The retention of intact dsRBP genes by EV and CPV is not surprising, since the dsRBP contributes to IFN resistance (20) and inactivation of the E3L gene in VV renders the virus apathogenic in a mouse model (15). However, it is unlikely that the dsRBP is entirely responsible for the observed IFN resistance of EV and CPV. One possibility is that mutations in the EV and CPV genes increase dsRBP activity in mouse cells. However, the EV and CPV dsRBP genes encode dsRNA-binding domains which are necessary and sufficient for IFN resistance in vitro that differ from those of other OPVs at only two (EV) and one (CPV) amino acid residue, which are different for the two viruses. Of these, only the S166T mutation in EV occurs in a residue that is conserved between dsRNA-binding domains of different proteins, but mutagenesis studies have not identified a role for any of these residues in dsRNA binding (18, 19, 36).

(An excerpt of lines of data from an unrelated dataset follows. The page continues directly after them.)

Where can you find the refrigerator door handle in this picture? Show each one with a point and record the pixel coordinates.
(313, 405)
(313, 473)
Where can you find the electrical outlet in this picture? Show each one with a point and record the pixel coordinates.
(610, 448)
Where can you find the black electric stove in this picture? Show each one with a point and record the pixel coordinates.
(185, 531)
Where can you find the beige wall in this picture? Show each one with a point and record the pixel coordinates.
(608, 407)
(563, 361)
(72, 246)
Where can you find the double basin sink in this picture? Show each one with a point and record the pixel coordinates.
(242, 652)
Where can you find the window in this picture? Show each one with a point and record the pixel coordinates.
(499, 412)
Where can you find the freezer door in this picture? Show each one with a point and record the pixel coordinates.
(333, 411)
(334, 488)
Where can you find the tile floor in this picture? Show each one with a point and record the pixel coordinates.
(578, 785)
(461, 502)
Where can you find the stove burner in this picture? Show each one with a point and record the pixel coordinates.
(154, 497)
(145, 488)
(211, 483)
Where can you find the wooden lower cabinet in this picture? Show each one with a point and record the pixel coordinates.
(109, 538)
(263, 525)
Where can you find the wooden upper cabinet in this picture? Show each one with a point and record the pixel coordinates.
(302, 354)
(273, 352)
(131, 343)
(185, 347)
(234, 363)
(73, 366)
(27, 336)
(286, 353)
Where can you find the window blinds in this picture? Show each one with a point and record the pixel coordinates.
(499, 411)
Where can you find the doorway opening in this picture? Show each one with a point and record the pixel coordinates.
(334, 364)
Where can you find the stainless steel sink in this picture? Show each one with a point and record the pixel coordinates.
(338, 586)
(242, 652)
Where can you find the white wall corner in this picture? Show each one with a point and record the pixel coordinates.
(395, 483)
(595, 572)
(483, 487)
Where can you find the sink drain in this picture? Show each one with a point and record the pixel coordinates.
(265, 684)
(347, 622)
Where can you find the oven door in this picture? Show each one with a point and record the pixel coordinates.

Recent work has shown that the N terminus of the dsRBP, while dispensable for in vitro IFN resistance (19), is essential for the full pathogenicity of VV in vivo (15). It is unclear whether this unexpected in vivo role relates to IFN resistance in any way, but it is known that the dsRBP N terminus contains domains responsible for nuclear localization, Z-DNA binding, interaction with PKR, and oligomerization (15, 19, 37, 61, 81). Both the EV and CPV dsRBPs show greatest divergence from the VV and VaV dsRBPs in this region of the protein, but none of the EV or CPV mutations are identical in the two viruses. It is therefore probable that another gene or complex of genes that is either absent or inactive in VV is responsible for the enhanced IFN resistance of EV and CPV observed in our experiments. This enhanced resistance perhaps results from the prolonged coevolution of these viruses with rodent hosts (21, 32).

In conclusion, we have demonstrated that EV, the OPV which causes mousepox, deploys a number of anti-IFN strategies, all of which are likely to contribute to disease pathogenesis in mice. EV has specifically evolved to evade the mouse IFN system, particularly by acquiring the ability to sequester mouse IFN-γ outside the cell and to resist the intracellular antiviral effects of mouse IFNs. Like other OPVs, EV cannot inhibit mouse IFN-β via its vIFN-α/βR, even though this cytokine has a role in host defense against the virus. Study of the in vivo function of EV IFN inhibitors in the mousepox model should lead to a better understanding of the interactions between this virus and the IFN system of its natural host.